Authentication
All API requests must be authenticated using an API key. Keys are scoped to your account and grant access to all resources you own.
Generating an API key
Section titled “Generating an API key”- Log in to your BeInfi dashboard.
- Navigate to Settings > Developer > API Keys.
- Click Generate New Key.
- Give the key a descriptive name (e.g., “Production server” or “Testing”).
- Copy the key immediately — it will not be shown again.
Using your API key
Section titled “Using your API key”Include the key in the Authorization header of every request:
curl https://api.beinfi.com/v1/me \ -H "Authorization: Bearer YOUR_API_KEY"A successful response returns your account details:
{ "id": "usr_abc123", "email": "you@example.com", "name": "Your Name", "plan": "pro", "created_at": "2025-01-15T10:30:00Z"}Error responses
Section titled “Error responses”If authentication fails, the API returns a 401 Unauthorized response:
{ "error": "unauthorized", "message": "Invalid or expired API key."}Common causes:
- The API key is missing from the request headers.

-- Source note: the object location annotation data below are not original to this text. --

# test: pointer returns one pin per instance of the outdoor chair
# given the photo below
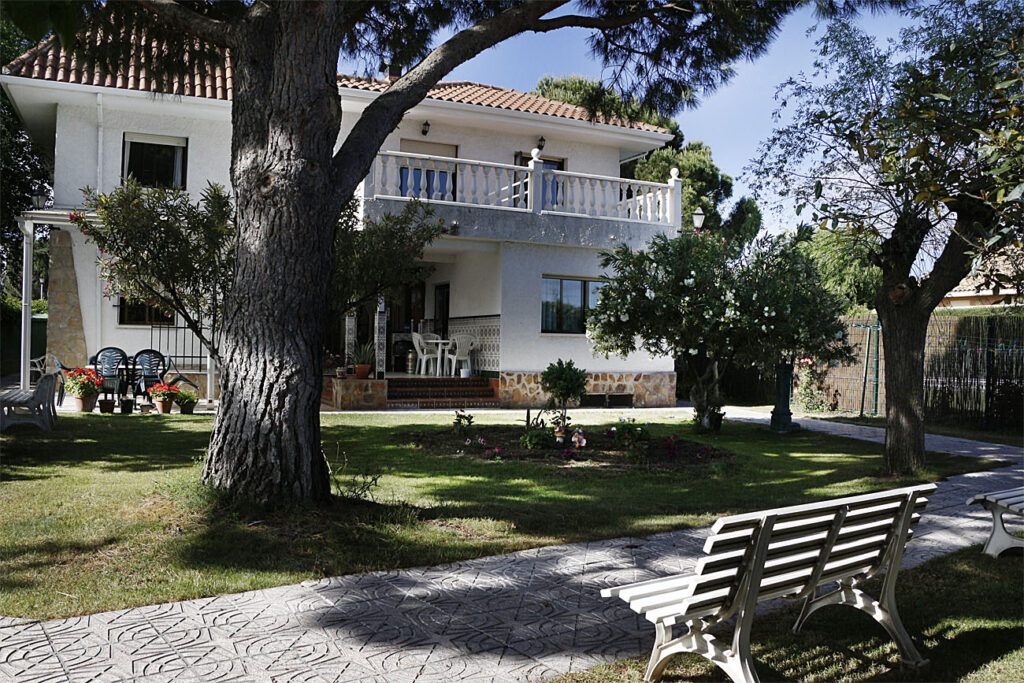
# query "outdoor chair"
(462, 346)
(50, 363)
(150, 367)
(112, 366)
(424, 354)
(34, 407)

- The key was revoked or deleted.
- The key was copied incorrectly (check for trailing whitespace).
Rate limiting
Section titled “Rate limiting”API requests are rate-limited per key:
| Plan | Rate limit |
|---|---|
| Free | 60 requests/minute |
| Pro | 300 requests/minute |
| Business | 1000 requests/minute |
When you exceed the limit, the API returns a 429 Too Many Requests response with a Retry-After header indicating how many seconds to wait.
Key management best practices
Section titled “Key management best practices”- Use separate keys for development and production environments.
- Rotate keys periodically (every 90 days is recommended).
- Revoke unused keys to minimize your attack surface.
- Use environment variables to store keys in your application code.